Treatment — behavioural therapies
- Habit Reversal Training (HRT): the gold‑standard behavioural therapy — awareness training, development of a competing response, relaxation, and social support. Delivered over weeks to months.
- Comprehensive Behavioral Intervention for Tics/Trichotillomania (CBIT): includes HRT plus stimulus control and functional assessment; effective in reducing pulling.
- Acceptance and Commitment Therapy (ACT) & CBT elements: helpful for emotional regulation, reducing avoidance and improving psychological flexibility.
Pharmacologic & adjunctive options
- Evidence for medication is mixed. Some options considered in specialist settings include N‑acetylcysteine (NAC) — glutamatergic modulator, and certain SSRIs or atypical antipsychotics for comorbid conditions or augmentation.
- Topiramate and olanzapine have been studied with limited evidence; pharmacotherapy is generally considered when behaviour is severe or therapy unavailable/insufficient.
- For trichophagia with trichobezoar risk, surgical/medical liaison is urgent; gastrointestinal review indicated if abdominal symptoms present.
Practical strategies for patients & carers
- Identify high‑risk situations and implement stimulus control (hands occupied, wearing gloves, hair ties) to reduce automatic pulling.
- Use competing responses — small, sustainable behaviours incompatible with pulling (e.g., clenching fists, squeezing a stress ball) when urge arises.

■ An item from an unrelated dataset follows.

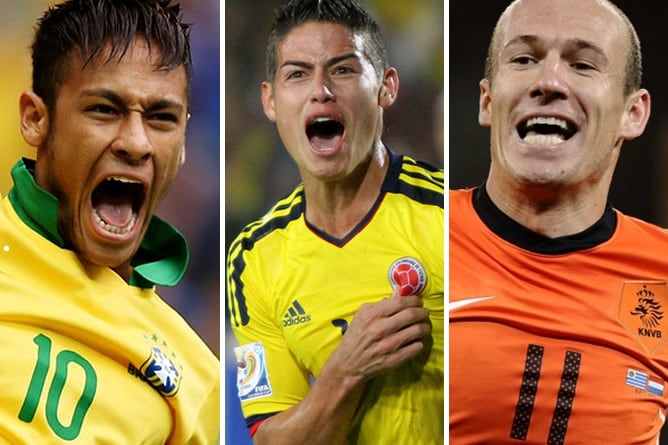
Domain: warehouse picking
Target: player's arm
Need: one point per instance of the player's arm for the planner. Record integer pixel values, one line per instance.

- Keep a pulling diary to increase awareness of triggers and patterns; reinforce small wins and use contingency plans for setbacks.
- Provide psychoeducation to family and reduce shame — supportive, non‑judgmental involvement aids engagement in therapy.
When to escalate / red flags
- Evidence of hair swallowing or gastrointestinal symptoms (pain, vomiting, obstruction) — urgent gastroenterology/ surgical assessment.
- Severe depression or suicidal ideation, rapid worsening, severe functional impairment, or treatment‑resistant pulling — refer to specialist mental health services.
- Dermatologic complications (infection, scarring) — involve dermatology for wound care and infection management.
Case vignette
Patient: R., 16, began pulling scalp hair during revision periods, initially occasional but progressed to daily pulling with visible patches and avoidance of school activities. Management: psychoeducation, start HRT/CBIT with weekly sessions, introduce stimulus control (hairband, wearing cap at study times), involve family for support and monitor mood. Over 12 weeks R. reduced pulling frequency and regained some hair regrowth.
தமிழில் — சுருக்கம்
Trichotillomania என்பது தலைமுடி இழுத்தல் காரியமாகும்; அது மனஅழுத்தம் மற்றும் செயலிழப்பை ஏற்படுத்தும். Habit Reversal Training (HRT) மற்றும் CBIT போன்ற நேர்மறையான பழக்கம் மாற்றுதல் சிகிச்சைகள் பயனுள்ளதாக இருப்பவை.
Key takeaways
- Trichotillomania is a treatable condition—behavioural therapies (HRT/CBIT) are first‑line.
- Assess for trichophagia, comorbid mental health issues and dermatologic or GI complications; escalate urgently when red flags present.
- Collaborative care (mental health, dermatology, gastroenterology) improves outcomes for complex cases.